Quando eu tinha meus 12 anos, eu era um garoto nerd, típico alvo de bullying na escola. As humilhações eram várias: tirar meus óculos, zoar os pelos que começavam a crescer em meu rosto, passar rasteiras no intervalo de aulas, se agrupar com outros garotos para tirar minha camiseta e me jogar no lixo do pátio do colégio… enfim, era enorme a criatividade dos valentões. Entretanto, ainda era um sofrimento estritamente individual. Minha reação inicial, naquela idade, foi me distanciar ao máximo dos agressores – na verdade, por um tempo, de outros jovens, em geral –, isolar-me em meu quarto, com meu videogame e meu PC (com o qual, admito, realizava traquinagens, hackeando o computador daqueles que me enchiam na vida real), e distrair-me com atividades que eu podia fazer sozinho, em busca de um ponto de equilíbrio. Depois de um período apelando a essa tática de solidão, retornei ao mundo, mais preparado e balanceado, e enfrentei os bullies.
Dei a volta por cima. Encarei o problema sozinho e tive a opção de apagá-lo da memória; não só da minha, mas também da coletiva. Naquela época (anos 90), ninguém poderia rever, em meu Facebook, Twitter, ou perfil no YouTube, o mal que cheguei a sofrer. Um que, para um adulto, pouco significado tem. Mas, para a criança que fui, era devastador.
Essa é uma das maiores gravidades do cyberbullying. Hoje, o assédio não é mais restrito a um canto de um corredor no colégio. Ele se tornou público e impossível de ser deletado. Fica na memória, para sempre, circulando pelas redes sociais.
Tome como exemplo uma história relatada em reportagem recente de VEJA acerca de como os haters têm tomado a internet de assalto. No caso, a estudante L.P. (menor de idade, por isso as siglas), de 15 anos, admitiu ter promovido uma campanha de cyberbullying contra uma menina que era seu desafeto no colégio. L.P. se uniu a outras quatro meninas para espalhar mentiras, criticar o corte de cabelo, humilhar seu alvo. O comportamento agressivo começou na escola, mas logo migrou para o ambiente digital. Foi na rede que tomou dimensões extremamente danosas. A garota que sofreu os ataques se viu isolada, e teve de mudar de escola. A agressora demorou a notar o dano que causava. Quando finalmente se tocou do mal que havia feito à colega, recorreu a uma psiquiatra para lidar com a situação; e, no fim, também ela escolheu pedir transferência de colégio. Tanto quem atacou, quando quem se viu atacado, sofreu as consequências do cyberbullying.
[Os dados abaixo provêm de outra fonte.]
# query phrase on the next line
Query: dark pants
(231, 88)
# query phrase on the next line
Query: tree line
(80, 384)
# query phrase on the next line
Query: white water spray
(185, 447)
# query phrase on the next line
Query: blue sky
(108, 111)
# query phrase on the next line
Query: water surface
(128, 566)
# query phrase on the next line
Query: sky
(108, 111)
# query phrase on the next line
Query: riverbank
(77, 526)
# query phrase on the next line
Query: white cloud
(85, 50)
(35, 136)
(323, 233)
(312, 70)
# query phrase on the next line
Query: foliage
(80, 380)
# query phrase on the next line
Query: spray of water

Há, ainda, situações mais extremas. Como quando, em 2010, o estudante americano Tyler Clementi, de 18 anos, cometeu suicídio após seu colega de quarto na faculdade ter transmitido, ao vivo, pela internet, um encontro sexual que ele teve com outro garoto. No Canadá, em 2010, outra adolescente, Amanda Todd, de 15 anos, também protagonizou tragédia similar: matou-se, depois de ler uma carta de despedida no YouTube, por efeito da depressão causada por um hater que vazou fotos dela nua.
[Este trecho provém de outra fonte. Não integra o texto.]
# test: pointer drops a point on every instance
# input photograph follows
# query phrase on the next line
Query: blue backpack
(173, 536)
Segundo uma pesquisa recente, 75% dos jovens americanos já se depararam com casos de cyberbullying. Enquanto 30% relataram ter sido alvo das agressões virtuais, apenas 12,5% admitem ter praticado os ataques (um número evidentemente subestimado, pois se acredita que a maioria não assume o crime). O que piora ainda mais a situação é que as vítimas não deixam de acessar as redes sociais – aliás, quase 90% desses mesmos adolescentes têm perfis no Facebook; e é de se imaginar que uma grande parcela dos outros 10% deve ter conta no Twitter, no YouTube, ou em alguma outra plataforma similar. Eles não se afastam, como poderia ser de se esperar, da vida on-line. Pelo contrário, tendem a viciar nesses sites, isolando-se cada vez mais, e muitas vezes entrando em um triste ciclo de ódio a si mesmo.
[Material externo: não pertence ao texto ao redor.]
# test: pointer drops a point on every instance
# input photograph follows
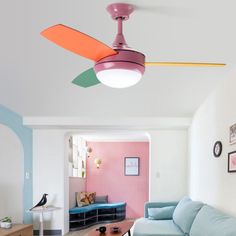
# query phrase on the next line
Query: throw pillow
(101, 199)
(185, 213)
(85, 198)
(162, 213)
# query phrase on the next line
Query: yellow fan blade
(194, 64)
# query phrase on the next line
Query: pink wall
(110, 180)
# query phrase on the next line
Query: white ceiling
(36, 75)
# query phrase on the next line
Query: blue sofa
(184, 218)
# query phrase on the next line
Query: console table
(41, 211)
(17, 230)
(83, 217)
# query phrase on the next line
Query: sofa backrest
(156, 205)
(210, 221)
(185, 213)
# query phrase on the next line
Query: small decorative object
(131, 166)
(115, 229)
(102, 229)
(232, 162)
(88, 151)
(232, 134)
(98, 162)
(6, 222)
(217, 149)
(42, 202)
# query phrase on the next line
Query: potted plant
(6, 222)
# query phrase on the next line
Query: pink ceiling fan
(116, 67)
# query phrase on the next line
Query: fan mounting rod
(120, 12)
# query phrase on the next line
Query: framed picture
(232, 134)
(217, 149)
(131, 166)
(232, 162)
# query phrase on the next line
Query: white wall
(209, 180)
(168, 157)
(48, 174)
(168, 165)
(11, 175)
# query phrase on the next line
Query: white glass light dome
(119, 78)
É como me disse, certa vez, a psicóloga e socióloga americana Sherry Turkle, professora do conceituado MIT, e autora do livro Alone Together (Sozinho Juntos), referência nesse tema: “As mídias sociais passam uma impressão ilusória de que estamos sempre acompanhados, respaldados. Então, mesmo quando um jovem sofre nesse ambiente, ele acha que só recorrendo a esse mesmo espaço é que conseguirá se livrar de seus problemas. No fim, acaba por se isolar cada vez mais do mundo real”.
Essa síndrome é o que faz nascer atrocidades como o jogo Baleia Azul. Aquele no qual, por meio de grupos digitais, seja no WhatsApp ou no Facebook, promovem-se uma série de provas a adolescentes; nas quais eles têm de realizar (e filmar) uma série de mutilações, que culminariam no suicídio. Vale frisar que ninguém sabe a origem certa dessa atrocidade; nem se ela existe, de fato, ou se virou um daqueles mitos urbanos que são seguidos por jovens perturbados. O que se sabe é que a internet não só faz nascer esses fenômenos perigosos, como os agrava. Vide, por exemplo, um estudo detalhado em reportagem de VEJA desta semana: segundo ele, o uso das novas tecnologias prejudica a saúde mental de adolescentes, agravando distúrbios que já possuíam. Em outras palavras, quanto mais eles mergulham no mar virtual, mais difícil é sair dele (e, pior, sair dele são e salvo).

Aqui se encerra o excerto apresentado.